Peter Rawlins

Class of 1968

Peter Rawlins (Cowells, 1964 – 1968) died at home on 28th May, 2022 aged 71.

He was born in April 1951 to Jane and Kenneth in Herne Bay, Kent. He was the eldest of four children and, after his father’s sudden death when Peter was only 14 years old, he became the family patriarch – a role he played with pride and generosity right to the end.

Peter had a brilliant mind. Everything he did he wanted to do better than anybody else – or else he didn’t want to do it at all. He had a sharp intellect and ability to cut straight to the heart of any problem, which served him well at Teddies and then at Keble College, Oxford where he read English.

These were probably the happiest years of his life, with hardly a lecture in sight but all his time dedicated to treading the boards with OUDS and touring the country with their revue show. He even appeared in front of Princess Margaret in the College’s centenary production of Pre-Raphaelites. Peter had an unrivalled passion for Keble and for many decades after he came down, he devoted himself to its continued success, becoming a member of the Warden’s Court.  
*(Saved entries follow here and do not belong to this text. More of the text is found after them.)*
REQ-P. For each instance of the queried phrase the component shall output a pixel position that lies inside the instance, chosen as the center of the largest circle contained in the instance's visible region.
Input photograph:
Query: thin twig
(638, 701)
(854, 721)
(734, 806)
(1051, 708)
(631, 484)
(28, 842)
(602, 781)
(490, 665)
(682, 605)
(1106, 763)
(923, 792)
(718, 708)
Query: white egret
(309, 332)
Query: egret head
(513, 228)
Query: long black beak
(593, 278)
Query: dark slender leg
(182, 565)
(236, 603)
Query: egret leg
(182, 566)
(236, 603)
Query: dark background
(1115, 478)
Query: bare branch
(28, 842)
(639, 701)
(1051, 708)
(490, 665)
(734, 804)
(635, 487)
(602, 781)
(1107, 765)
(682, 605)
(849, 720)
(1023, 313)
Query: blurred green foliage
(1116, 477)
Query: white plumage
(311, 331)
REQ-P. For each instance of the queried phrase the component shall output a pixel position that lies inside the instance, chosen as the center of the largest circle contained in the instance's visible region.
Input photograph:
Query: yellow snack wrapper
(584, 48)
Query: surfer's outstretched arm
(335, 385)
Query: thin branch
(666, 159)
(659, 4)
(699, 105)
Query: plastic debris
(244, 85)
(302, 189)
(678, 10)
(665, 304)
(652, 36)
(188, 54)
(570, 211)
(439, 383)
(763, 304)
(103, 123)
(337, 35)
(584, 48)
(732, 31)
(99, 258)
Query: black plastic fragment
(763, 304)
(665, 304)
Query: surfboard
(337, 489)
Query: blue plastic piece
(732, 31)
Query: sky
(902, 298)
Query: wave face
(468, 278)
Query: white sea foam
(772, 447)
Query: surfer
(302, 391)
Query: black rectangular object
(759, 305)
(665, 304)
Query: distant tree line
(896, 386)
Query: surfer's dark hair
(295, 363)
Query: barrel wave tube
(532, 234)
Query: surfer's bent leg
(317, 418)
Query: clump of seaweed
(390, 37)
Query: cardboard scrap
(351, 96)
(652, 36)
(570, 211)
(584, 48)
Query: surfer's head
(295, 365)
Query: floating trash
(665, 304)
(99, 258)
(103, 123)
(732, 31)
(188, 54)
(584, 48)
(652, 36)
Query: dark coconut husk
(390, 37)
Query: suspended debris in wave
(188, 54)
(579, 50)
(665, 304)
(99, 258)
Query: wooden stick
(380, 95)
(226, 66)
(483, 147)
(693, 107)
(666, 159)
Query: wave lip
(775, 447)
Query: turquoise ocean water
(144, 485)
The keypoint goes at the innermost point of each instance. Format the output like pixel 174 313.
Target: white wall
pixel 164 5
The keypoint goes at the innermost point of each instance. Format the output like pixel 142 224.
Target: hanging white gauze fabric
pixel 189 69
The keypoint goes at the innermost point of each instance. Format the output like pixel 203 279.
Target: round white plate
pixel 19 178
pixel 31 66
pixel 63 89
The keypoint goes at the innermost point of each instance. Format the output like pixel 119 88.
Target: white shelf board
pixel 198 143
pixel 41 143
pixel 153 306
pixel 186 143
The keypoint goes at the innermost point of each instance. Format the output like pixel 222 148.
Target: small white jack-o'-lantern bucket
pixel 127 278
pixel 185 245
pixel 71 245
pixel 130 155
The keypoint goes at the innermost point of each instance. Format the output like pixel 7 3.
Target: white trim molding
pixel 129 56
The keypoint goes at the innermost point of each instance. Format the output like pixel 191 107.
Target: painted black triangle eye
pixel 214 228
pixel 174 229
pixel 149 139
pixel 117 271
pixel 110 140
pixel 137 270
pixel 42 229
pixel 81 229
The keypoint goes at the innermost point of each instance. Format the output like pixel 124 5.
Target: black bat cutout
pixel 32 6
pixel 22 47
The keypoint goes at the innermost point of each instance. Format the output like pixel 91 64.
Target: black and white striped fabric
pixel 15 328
After Oxford, he went to Arthur Andersen, where he became a partner, before going to Lloyd’s of London, where he helped its CEO, Ian Hay Davison, deliver the reforms required to allow the world’s oldest and largest insurance market to survive. He then became managing director of Sturge, the largest underwriting agency group at Lloyd’s. All in his 30s. The many friends he made along the way lasted a lifetime.  

In 1989 he was appointed Chief Executive of the London Stock Exchange. The newspapers ran the headline “Bruce’s Baby Makes It Big,” in reference to his turn on The Generation Game Christmas Special 1974. It was a winning turn, of course – with Peter not only beating his mother in order to take the solo seat behind the legendary conveyor belt, but then proudly memorising every single item on it.

Peter’s time at the helm of the Stock Exchange was something of a curate’s egg. On the one hand he proved a swashbuckling visionary who successfully revolutionised an institution he rightly thought had lost its way. On the other he was forever burnt by the City grandees who, having reluctantly taken their medicine, then decided it was time to savage the doctor. It was an injustice which he bore with remarkable grace and equanimity. 

He sat on the boards of many arts organisations and for ten years chaired the Michael Palin Centre for Stammering in Childhood, a charity especially close to his heart.

In 1990, Peter was hugely honoured to be invited by Warden David Christie, to return to Teddies and present the prizes at Gaudy. He spoke of his passion for a broad, liberal education and advised the class of 1990 to try everything, “for a wasted youth is better than doing nothing with it at all.” 

At his best, he was magnetic, sparkling and charismatic – a perpetual life force who lit up rooms with the sheer vitality of his personality, his sense of fun and his boundless energy. 

For the past 15 years, Peter bravely battled Multiple Sclerosis with courage and without complaint. His life motto – you snooze, you lose – was put into full effect as he hurtled around, not letting a life-limiting, degenerative illness stand in the way of anything.

Despite his MS, his brain remained as sharp as ever and he took great personal and professional joy in the coaching relationships he developed over this time, finding intellectual rigour in mentoring the next generation of leaders and helping them blossom and succeed.

He is greatly missed by his wife, Christina, and his six children, Juliette, Oliver, Georgia, Sam, Kit and Joe.